In the letter, the groups said, "While we had substantial and bipartisan congressional support for a message to CMS to reevaluate their interpretation of the MACRA statute, CMS did not heed that request. We now need Congress to act immediately to curtail this policy and ensure patients have access to all the services and treatments they need."
The letter also urges congressional leaders to address the weighing of the cost score category of MIPS.
"CMS has not outlined sound methodologies for risk adjustment for physicians with patient populations at risk for high resource use, and cost measures necessary under MIPS are still under development. Work remains to ensure that the new measures are developed and integrated in a way that accurately reflects the complexities of cost measurement and does not inadvertently discourage clinicians from caring for high-risk and medically complex patients. We believe that these methodologies and measures must be developed and validated before CMS moves forward with implementing this category," the letter states.
“Taken together, these two issues could create a perfect storm for specialties whose patients depend on physician-administered drugs,” the groups concluded.

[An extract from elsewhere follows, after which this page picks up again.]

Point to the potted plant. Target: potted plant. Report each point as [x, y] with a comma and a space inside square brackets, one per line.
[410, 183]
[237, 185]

According to Quardricos Driskell, MPS, MTS, government relations manager at AUA, the groups plan to meet with members of the Senate Finance and House Ways and Means committees to press the case.

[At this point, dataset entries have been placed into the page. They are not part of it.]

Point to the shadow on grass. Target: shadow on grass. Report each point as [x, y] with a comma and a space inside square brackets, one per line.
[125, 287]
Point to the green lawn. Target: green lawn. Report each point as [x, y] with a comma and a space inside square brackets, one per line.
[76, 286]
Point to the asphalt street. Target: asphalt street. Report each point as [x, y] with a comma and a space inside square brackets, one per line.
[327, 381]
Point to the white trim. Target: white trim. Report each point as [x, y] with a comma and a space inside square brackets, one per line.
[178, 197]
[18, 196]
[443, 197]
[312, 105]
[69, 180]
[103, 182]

“On Jan. 1, 2017, MACRA transitioned to MIPS, a new way to pay physicians for care, which will make Medicare Part B physician payment adjustments based on a composite performance score,” John Feore, JD, and Richard Kane, MIPP, of Avalere Health, noted in a press release.
MIPS is one of two pathways for clinician participation under MACRA. The other option, the Advanced Alternative Payment Model (AAPM), offers qualifying participants an annual 5% lump-sum bonus in payment years 2019 to 2024. For eligibility, a practice must either receive at least 25% of its Medicare Part B payments through the AAPM, or at least 20% of its Medicare patients must be seen through the AAPM.

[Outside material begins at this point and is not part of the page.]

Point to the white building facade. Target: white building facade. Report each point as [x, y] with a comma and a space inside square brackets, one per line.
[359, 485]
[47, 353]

In addition to the lump-sum bonus, qualifying participants will not be required to fulfill MIPS reporting requirements, and their Medicare physician fee schedule will increase by 0.75% starting in 2026. If AAPM entities do not meet the criteria, they may choose to participate in MIPS.
“Many specialists may not have an alternative to the MIPS track due to limited opportunities for specialists to join an Advanced Alternative Payment Model,” said Kane, senior director at Avalere.
Under the new rule to take effect in 2018, calculations of MIPS adjustments will include the cost of Medicare Part B drugs, and this change could have a significant impact on payments for some physicians. Physicians who administer more Part B drugs may experience substantial payment variability and financial risk compared with other physicians.
Research conducted by Avalere consultants showed that specialists such as oncologists, rheumatologists, and ophthalmologists more frequently bill for Part B drugs compared with physicians from primary care specialties.
“As a result, Part B drugs represent a larger percentage of total billed Medicare allowed charges for these specialists,” and they “could see substantially higher payment penalties or rewards than their counterparts who administer fewer Part B drugs,” they noted.
Moreover, the level of financial risk for certain specialties will continue to rise as implementation of the MIPS program progresses over the next few years. For example, payment adjustments for rheumatologists and oncologists could increase or decrease by as much as 29% in performance year 2020. For urology, Avalere estimated that payments could increase or decrease by as much as 11% during that period.
Before MIPS went into effect, CMS programs including the Physician Quality Reporting System, Physician Value-Based Payment Modifier, and the Medicare Electronic Health Record Incentive only pertained to physician fee schedule services and did not include the cost of Part B drugs.